El primero que se me ocurre: la conciencia superior nos dice que no nos estamos portando bien con nuestro planeta. En casi todos los casos, la conciencia individual es coincidente, pero la realidad no. Eso provoca desorden. Es nuestro mundo y lo tratamos como si fuera de otros; de otros que además fuesen enemigos… Eso entroncaría con la obra We Are Killing the World.
¿Y esas emociones?
Tienen algo de tántrico. Si cuando reconoces una emoción la controlas y consigues la perduración de la misma, tienes mayores posibilidades de que, llegado un momento, eclosione ese interior súbito de forma completa. Pero si no la retienes, por mucho que llores o rías, la olvidas sin más. Ya no la puedes recobrar. Es una forma de vida: vibración corta o larga… graves o agudos.

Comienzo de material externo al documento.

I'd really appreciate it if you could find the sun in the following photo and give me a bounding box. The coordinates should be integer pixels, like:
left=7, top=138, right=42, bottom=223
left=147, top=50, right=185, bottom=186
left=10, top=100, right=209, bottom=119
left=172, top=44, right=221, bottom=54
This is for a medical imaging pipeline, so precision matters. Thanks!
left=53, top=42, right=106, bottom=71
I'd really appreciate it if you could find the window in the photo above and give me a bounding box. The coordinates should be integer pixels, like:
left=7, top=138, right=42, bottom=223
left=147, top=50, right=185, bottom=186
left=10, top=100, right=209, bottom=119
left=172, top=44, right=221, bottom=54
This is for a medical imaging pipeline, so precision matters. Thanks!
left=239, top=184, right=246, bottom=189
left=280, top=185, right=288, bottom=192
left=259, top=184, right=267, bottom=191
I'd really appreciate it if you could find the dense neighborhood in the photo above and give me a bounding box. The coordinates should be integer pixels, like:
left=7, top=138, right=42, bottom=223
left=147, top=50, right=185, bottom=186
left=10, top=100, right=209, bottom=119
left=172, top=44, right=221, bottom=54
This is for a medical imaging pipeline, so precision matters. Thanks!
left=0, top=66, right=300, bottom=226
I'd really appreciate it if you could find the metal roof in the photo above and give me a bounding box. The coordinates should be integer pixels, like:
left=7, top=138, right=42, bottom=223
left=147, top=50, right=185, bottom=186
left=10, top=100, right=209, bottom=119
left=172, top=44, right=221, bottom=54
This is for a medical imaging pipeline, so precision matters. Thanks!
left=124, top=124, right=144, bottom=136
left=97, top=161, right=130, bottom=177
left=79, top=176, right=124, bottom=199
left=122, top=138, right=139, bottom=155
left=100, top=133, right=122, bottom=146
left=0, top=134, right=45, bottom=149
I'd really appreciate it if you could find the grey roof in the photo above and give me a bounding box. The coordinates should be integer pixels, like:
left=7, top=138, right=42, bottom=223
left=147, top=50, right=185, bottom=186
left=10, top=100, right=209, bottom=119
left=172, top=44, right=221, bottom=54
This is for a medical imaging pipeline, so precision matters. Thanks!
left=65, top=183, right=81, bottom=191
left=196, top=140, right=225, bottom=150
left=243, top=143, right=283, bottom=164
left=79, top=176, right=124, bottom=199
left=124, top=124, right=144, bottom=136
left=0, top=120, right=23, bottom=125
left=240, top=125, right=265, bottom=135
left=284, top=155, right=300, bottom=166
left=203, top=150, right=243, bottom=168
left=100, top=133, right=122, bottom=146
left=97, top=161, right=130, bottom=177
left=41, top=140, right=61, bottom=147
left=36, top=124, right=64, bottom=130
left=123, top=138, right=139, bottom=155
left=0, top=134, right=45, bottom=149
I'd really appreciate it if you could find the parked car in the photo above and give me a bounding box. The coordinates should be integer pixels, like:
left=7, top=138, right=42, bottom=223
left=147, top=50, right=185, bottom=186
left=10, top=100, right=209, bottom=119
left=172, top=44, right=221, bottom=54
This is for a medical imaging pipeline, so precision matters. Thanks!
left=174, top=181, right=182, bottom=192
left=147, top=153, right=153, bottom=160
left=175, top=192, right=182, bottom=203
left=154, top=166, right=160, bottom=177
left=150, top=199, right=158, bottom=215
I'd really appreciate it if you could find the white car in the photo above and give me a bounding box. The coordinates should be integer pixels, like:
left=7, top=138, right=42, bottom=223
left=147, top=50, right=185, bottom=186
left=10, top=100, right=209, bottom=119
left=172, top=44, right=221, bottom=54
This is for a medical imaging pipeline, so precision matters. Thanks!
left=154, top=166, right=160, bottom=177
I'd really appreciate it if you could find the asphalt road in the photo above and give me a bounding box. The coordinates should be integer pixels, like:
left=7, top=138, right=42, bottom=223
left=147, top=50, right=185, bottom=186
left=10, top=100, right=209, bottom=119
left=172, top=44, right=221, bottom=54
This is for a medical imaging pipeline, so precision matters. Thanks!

¿Cuál es tu proceso creativo?
Es muy variable, pero principalmente identificar y abstraer una simbología; crear un vehículo de emoción. Luego buscas la tensión que deseas darle. Eso te lo ofrecen las texturas, los espacios, las rayas o inscripciones. Es básico para trasladar la obra, para otorgarle el valor de memoria o de vivencia del pasado. El resto viene solo. Evidentemente, en muchas ocasiones, quien conozca el arte primitivo, su magia y los símbolos tendrá ventaja para leer entre líneas y descubrir los mensajes. Puede que te guste o no la estética de un trozo de cartón, pero aquel que conoce el arte tribal, y dependiendo del contexto, podrá descubrir en él las estrías de una máscara ritual kifwebe. Eso es complicidad.
¿Hay muchos secretos?
Se trata de expresión y emoción. No todo es tribal o étnico, pero entiendo que esas formas ayudan porque están más próximas al buen salvaje...
¿Rousseau?
No. Disto mucho de entender las culturas primitivas como mundos ideales. Lo que me atrae es que sus creencias responden a una preocupación instintiva y básica. Reconozco que hay un fondo romántico, pero también es rebelde. Me resulta difícil aceptar que en la actualidad podamos permitirnos cerrar los ojos ante esas creencias y símbolos que, nos guste o no, llevamos marcados en nuestros genes.
¿Técnica?
Por mucho que prepares un boceto, analices los materiales y la técnica a emplear, llega un momento en que el cuadro se revela, se manifiesta por sí mismo. Ése es el momento del subconsciente. Es un acto de libertad absoluta donde el único límite es la razón.
Por último, ¿a quién dedicarías la obra?
Sin lugar a dudas a mi hija, a mis hermanos y a la familia que ya no está entre nosotros. Y, obviamente, a esos amigos que no hace falta enumerar, porque ya saben quiénes son.